By Bonnie Erbe, Thomas Jefferson Street blog
If the weekend TV talk shows are the crystal balls of national politics, then the so-called public option in the Obama healthcare reform effort is on the respirator if not already dead. About the most Democrat-friendly Republican in the U.S. Senate (particularly on healthcare reform) Olympia Snowe of Maine, told CBS this weekend the public option is,
"universally opposed by all Republicans in the Senate" and "therefore, there's no way to pass a plan that includes the public option."
The president's address to Congress last week may have swayed some apolitical Americans, or served as fodder to those who believe healthcare is a "right," not a service for which we all must pay.

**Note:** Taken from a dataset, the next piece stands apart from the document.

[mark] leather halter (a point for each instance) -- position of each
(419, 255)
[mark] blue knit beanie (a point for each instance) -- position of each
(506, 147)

But his talk does not seem to have done much to change the minds of key Senators who will decide whether government-sponsored health insurance lives or dies.
Senator Mary L. Landrieu, the Democrat from Louisiana, joined that chorus on ABC's "This Week with George Stephanopoulos," arguing that a government-run health plan would "undermine the private insurance system that she said covered 55 percent of insured Americans.
"Let's not revise the whole system, let's build on its strengths," she said.
The problem seems to be White House math. The White House claims a public option will pay for itself. That belies the obvious—it will not. The sooner President Obama gives up his quest for universal coverage, the sooner his popularity ratings will recover some of their lost ground.